Fun-loving 203 year old seeks like-minded construction professionals, crowd-surfing architects or OGC officials (with GSOH) for free drinks, indiscreet gossip and maybe more …

Love in gutter

I don’t know why, but the new compilation of the London Review of Books’ personal ads landed on my desk this week. The book, entitled They Call Me Naughty Lola, contains a catalogue of weird and lurid messages from the lovelorn – some of which I’m sure readers of Building can help with. Take, for example, this plea from a “bored roofing materials manufacturer: “In desperation, I turn to you, single ladies up to 50, with more than a passing interest in guttering, fascias and polyvinyl sheet-edging …” Any takers?

From Russia with love

Word has reached me that the relaunch of the Faculty of Building as the trendy Forum of the Built Environment did not go as planned last week. The star of the show was to have been Polish architect Daniel Libeskind. Unfortunately he managed to miss his flight from Russia, so the 250 expectant delegates had to make do with a 30 second welcome message phoned in from the great man’s mobile. Not quite what we were hoping for, the red-faced organisers explained, but at least he was present in spirit if not in body.

True crimes
Credit: Scott Garrett

True crimes

Soho-based Gollifer Langston Architects has experienced an unfortunate example of life imitating art. Last year, half a dozen of its staff were hired as extras in Anthony Minghella’s Breaking and Entering. The film stars Jude Law as a landscape architect, whose practice in London’s King’s Cross is the target of recurrent burglaries. Now, the real-life architects have discovered first-hand that Soho is as unsafe as King’s Cross. Last week their offices were broken into and projectors, cameras and laptops stolen. Let’s hope it doesn’t spoil their enjoyment of the film when it’s released next month.

Not so smart

A colleague of mine attended an Office of Government Commerce (OGC) conference last Friday morning, just after that week’s copy of Building had arrived at the organisation’s doorstep. This was awkward timing, because it carried a long article explained that the OGC could well be doomed, or drastically cut, when Treasury ministers decided its fate next month. It was understandable, therefore, that david adamson, the OGC’s highly entertaining director of smarter construction, greeted him with the less-than-welcoming words: “Let me shake you by the hand. Or should I say neck?”

Suspicious minds

Baroness Hamwee, the chairperson of the budget committee of the Greater London Assembly, went to great pains to tell the Olympic Delivery Authority that its financial plans were not thought to be faulty, despite hauling its finance director in for scrutiny last Thursday. “We don’t approach this meeting with suspicion,” she announced. “Rather, we want to ensure there are no suspicions.” Glad that’s been cleared up, then. Johnny’s in the basement Everybody knows architects are the cool kids of the industry and Carey Jones is clearly no exception.

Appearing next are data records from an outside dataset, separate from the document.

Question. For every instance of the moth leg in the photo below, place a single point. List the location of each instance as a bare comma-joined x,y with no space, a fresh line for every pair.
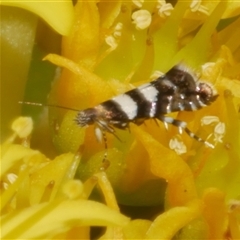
183,126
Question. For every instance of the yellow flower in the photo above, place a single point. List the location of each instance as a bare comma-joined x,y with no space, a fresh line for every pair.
112,46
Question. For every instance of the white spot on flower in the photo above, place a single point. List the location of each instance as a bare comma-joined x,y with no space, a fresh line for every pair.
111,41
207,120
164,9
138,3
156,74
178,146
219,132
142,19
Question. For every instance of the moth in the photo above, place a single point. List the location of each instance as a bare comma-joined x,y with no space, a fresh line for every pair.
177,90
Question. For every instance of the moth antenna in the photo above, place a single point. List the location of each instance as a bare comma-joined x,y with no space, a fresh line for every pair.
47,105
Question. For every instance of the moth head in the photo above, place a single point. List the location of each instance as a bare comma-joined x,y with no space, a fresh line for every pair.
86,117
206,92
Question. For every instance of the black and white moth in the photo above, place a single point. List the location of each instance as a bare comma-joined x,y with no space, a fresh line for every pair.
177,90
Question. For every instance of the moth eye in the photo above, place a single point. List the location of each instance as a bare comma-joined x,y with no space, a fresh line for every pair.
207,93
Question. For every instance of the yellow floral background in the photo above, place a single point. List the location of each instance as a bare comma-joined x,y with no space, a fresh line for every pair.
107,48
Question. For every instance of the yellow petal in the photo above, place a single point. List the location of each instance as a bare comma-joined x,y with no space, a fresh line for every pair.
45,220
59,15
166,225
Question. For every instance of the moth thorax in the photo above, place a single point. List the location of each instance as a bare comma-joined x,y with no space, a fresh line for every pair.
207,93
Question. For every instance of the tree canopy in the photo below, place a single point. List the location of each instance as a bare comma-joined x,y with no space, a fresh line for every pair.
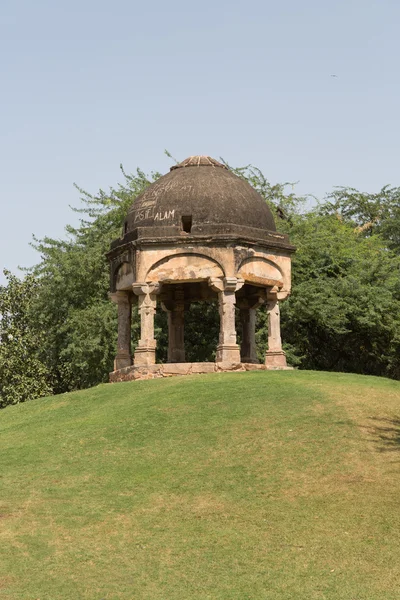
343,313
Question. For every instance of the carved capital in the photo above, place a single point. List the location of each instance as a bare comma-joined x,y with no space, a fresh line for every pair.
227,284
120,297
142,289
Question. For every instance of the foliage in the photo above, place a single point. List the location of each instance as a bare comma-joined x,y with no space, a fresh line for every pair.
369,213
343,313
73,303
22,375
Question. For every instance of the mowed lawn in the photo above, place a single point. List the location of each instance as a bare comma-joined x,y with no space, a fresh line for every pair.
269,485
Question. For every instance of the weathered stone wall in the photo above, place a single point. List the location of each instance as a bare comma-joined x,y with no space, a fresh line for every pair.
134,373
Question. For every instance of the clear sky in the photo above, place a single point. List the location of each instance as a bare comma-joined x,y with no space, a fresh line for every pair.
89,84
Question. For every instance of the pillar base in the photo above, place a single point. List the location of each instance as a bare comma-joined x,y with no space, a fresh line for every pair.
121,361
249,360
228,354
275,359
145,357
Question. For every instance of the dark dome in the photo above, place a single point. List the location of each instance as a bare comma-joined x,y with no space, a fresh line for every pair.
204,192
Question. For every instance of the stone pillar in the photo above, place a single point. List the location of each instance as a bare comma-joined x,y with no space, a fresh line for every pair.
175,307
228,350
124,303
145,353
275,357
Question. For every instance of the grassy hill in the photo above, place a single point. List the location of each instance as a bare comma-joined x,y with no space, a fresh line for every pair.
270,485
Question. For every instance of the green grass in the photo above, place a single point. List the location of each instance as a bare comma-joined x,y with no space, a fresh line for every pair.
269,485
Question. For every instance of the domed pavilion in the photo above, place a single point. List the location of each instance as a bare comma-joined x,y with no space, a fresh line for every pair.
199,233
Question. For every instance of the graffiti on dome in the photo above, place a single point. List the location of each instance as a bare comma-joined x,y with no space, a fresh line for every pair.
149,213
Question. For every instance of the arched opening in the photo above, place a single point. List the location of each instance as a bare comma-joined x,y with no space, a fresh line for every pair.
187,323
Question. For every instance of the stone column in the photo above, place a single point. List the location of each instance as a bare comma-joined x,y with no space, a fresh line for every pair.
275,357
175,307
124,303
145,353
228,350
248,316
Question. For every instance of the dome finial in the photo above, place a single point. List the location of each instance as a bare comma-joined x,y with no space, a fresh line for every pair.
199,161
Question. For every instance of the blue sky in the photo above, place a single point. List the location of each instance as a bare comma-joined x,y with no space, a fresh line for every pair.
88,85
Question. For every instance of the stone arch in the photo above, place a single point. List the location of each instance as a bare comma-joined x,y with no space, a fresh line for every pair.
261,271
184,267
123,276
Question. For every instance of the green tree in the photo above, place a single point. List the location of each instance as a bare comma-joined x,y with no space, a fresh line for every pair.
23,376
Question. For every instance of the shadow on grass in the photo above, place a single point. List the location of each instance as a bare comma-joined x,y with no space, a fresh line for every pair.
386,433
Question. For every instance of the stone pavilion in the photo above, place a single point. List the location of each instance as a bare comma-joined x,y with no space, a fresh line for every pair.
199,233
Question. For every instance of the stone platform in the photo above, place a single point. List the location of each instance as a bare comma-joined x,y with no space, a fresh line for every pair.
174,369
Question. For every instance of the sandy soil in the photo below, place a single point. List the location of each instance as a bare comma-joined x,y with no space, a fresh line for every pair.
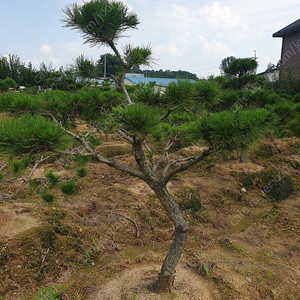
134,284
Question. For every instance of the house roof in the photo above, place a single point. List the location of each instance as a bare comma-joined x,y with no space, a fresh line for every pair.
295,26
158,81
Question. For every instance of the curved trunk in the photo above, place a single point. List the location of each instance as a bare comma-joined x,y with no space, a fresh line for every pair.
167,274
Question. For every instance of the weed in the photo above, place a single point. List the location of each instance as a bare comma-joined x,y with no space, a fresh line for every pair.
196,238
276,185
82,172
47,197
49,293
26,161
86,259
52,179
134,296
68,188
206,269
16,166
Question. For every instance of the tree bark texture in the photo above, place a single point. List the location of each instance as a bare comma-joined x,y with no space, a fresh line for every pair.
166,276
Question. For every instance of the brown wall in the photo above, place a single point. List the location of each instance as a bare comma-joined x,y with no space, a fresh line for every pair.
290,56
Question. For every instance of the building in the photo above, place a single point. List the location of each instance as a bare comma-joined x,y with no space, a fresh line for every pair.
161,82
290,52
271,75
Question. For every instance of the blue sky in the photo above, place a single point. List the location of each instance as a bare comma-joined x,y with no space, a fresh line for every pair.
189,35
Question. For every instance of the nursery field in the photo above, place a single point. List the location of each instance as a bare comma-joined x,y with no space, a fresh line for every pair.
73,227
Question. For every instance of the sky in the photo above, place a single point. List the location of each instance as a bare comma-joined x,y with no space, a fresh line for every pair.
190,35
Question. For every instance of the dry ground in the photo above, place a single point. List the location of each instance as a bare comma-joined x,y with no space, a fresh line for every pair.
242,245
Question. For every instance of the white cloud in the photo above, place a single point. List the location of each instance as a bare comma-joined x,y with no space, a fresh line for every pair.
223,22
46,49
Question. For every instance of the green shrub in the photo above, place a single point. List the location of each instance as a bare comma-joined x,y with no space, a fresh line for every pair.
284,110
68,188
26,161
189,199
138,118
26,104
296,98
93,140
10,82
179,93
82,172
3,86
276,185
92,103
16,166
263,97
294,126
147,94
30,134
47,197
231,130
6,101
62,105
79,85
52,179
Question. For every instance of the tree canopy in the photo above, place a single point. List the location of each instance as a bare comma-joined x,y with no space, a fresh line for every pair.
241,66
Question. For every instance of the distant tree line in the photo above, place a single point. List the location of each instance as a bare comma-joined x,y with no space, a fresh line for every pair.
66,78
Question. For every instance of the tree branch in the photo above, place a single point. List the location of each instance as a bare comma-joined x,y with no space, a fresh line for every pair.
167,148
187,163
125,136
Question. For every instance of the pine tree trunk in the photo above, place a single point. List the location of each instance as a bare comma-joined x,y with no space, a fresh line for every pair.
166,277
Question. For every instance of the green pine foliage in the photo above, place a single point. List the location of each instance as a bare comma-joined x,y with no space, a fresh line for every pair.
93,103
82,172
231,130
52,179
100,22
68,188
179,93
30,134
138,119
294,126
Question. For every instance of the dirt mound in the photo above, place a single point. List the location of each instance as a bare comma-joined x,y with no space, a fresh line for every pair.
134,284
248,167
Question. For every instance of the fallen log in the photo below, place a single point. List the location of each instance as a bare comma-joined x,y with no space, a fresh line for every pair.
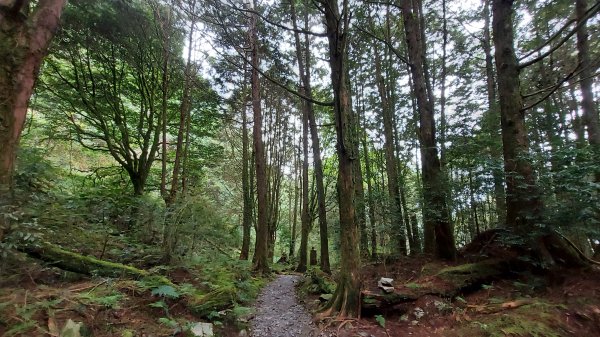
214,301
82,264
447,283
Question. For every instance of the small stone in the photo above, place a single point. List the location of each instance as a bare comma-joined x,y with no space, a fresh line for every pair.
201,329
386,284
385,281
325,297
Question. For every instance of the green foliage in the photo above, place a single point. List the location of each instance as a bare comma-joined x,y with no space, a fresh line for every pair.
26,321
380,320
166,291
102,296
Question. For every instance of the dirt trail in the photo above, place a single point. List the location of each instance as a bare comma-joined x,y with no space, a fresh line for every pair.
278,313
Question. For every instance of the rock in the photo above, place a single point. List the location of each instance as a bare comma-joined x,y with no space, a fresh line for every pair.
385,281
71,329
201,329
386,285
325,297
419,313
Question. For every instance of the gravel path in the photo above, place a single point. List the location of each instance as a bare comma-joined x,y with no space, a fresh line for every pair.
278,313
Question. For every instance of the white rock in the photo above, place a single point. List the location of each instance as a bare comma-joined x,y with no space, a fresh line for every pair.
385,281
386,284
202,330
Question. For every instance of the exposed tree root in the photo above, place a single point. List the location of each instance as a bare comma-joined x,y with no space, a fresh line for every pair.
447,283
497,254
88,265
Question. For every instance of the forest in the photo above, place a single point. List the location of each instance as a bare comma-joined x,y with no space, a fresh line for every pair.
299,168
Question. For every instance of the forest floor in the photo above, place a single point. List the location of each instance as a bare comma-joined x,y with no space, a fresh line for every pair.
567,304
278,312
37,300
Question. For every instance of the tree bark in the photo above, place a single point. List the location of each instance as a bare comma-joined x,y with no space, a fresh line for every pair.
493,119
435,213
305,217
261,263
304,61
26,38
346,299
184,110
523,203
590,111
395,205
369,178
246,186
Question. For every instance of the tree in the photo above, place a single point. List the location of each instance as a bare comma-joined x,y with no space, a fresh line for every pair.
590,110
261,253
25,34
346,299
435,212
523,202
304,65
390,157
103,73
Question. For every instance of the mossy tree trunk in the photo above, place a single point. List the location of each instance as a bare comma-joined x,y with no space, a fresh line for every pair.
25,34
436,215
523,203
346,300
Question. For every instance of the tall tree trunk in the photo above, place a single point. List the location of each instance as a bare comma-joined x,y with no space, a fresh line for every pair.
436,213
304,61
297,184
261,263
369,178
305,218
523,203
493,119
359,190
184,110
395,206
25,39
590,111
246,186
346,299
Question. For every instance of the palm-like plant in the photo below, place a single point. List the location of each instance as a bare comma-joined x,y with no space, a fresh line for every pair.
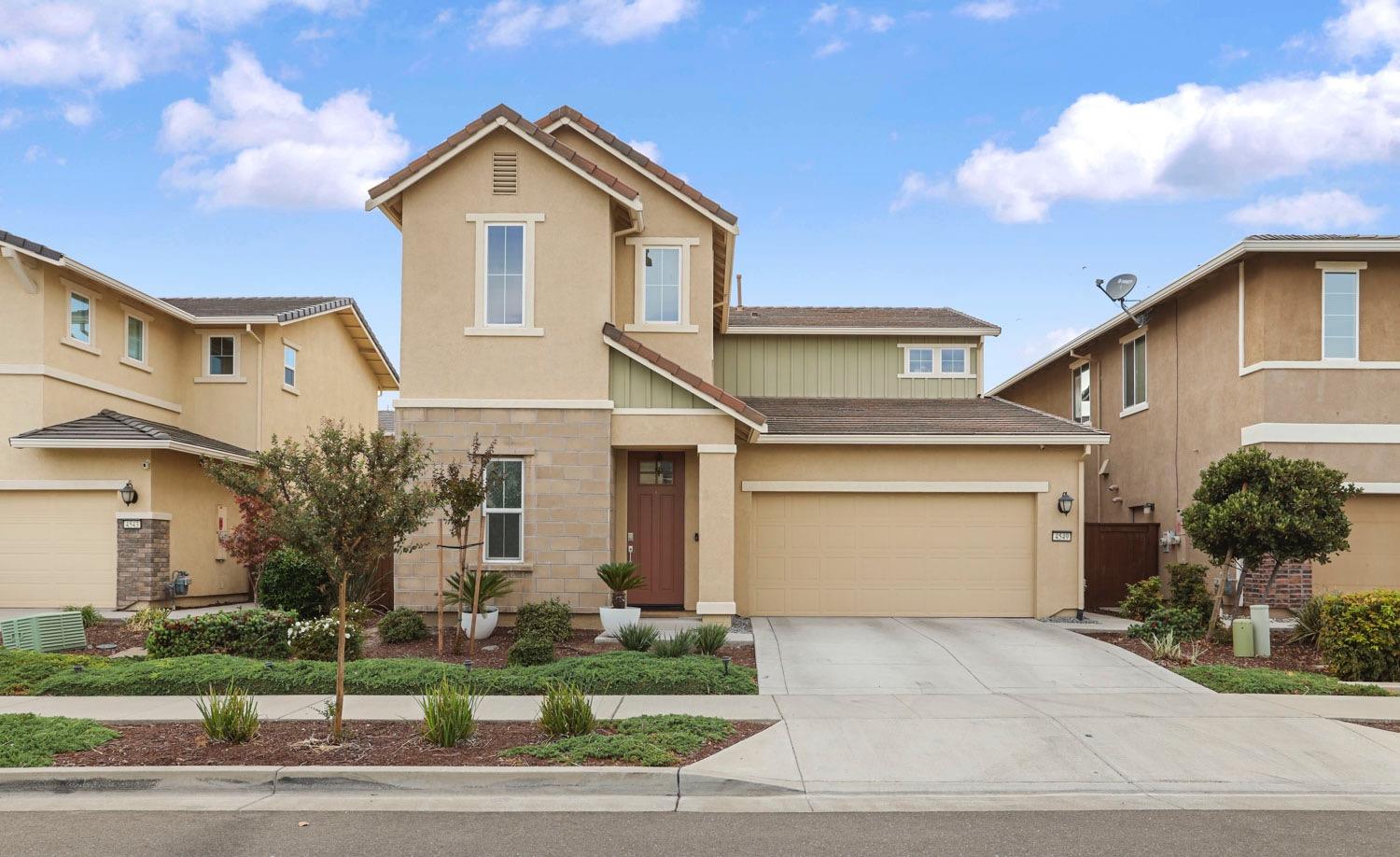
619,577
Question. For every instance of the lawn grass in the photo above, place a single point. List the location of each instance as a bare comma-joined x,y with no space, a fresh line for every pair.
1262,680
31,741
621,672
652,741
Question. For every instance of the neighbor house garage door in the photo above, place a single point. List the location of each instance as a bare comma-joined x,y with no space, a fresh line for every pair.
1374,560
892,555
58,548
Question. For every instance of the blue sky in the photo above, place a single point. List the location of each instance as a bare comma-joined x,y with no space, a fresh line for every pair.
993,156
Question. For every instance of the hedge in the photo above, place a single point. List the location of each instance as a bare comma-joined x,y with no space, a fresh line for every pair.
632,672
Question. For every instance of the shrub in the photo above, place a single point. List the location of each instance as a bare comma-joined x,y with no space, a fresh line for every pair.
1142,599
551,619
402,625
677,646
246,633
566,711
91,615
315,639
531,650
146,619
1360,636
1182,625
290,582
711,638
448,713
230,717
637,638
1262,680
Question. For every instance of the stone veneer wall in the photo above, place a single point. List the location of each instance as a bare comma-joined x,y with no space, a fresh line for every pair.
567,500
143,562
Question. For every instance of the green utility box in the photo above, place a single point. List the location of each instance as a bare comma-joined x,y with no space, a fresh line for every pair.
1243,633
44,632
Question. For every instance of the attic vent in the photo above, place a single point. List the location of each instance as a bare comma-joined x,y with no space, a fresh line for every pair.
504,171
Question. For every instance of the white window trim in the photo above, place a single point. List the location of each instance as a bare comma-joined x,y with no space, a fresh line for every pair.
296,370
203,358
938,360
638,286
489,510
145,363
90,346
1323,269
526,327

It turns out that the basement of the firm’s office building is used as an intimate concert venue by chart-topping bands. Razorlight, led by Johnny Borrell, were the most recent visitors and they asked permission to rehearse there during the day. Cunningly, the Carey Jones teamgave permission only if they were allowed to watch. Rumours of crowd surfing by London director Paul Chapman could not be corroborated as Building went to press.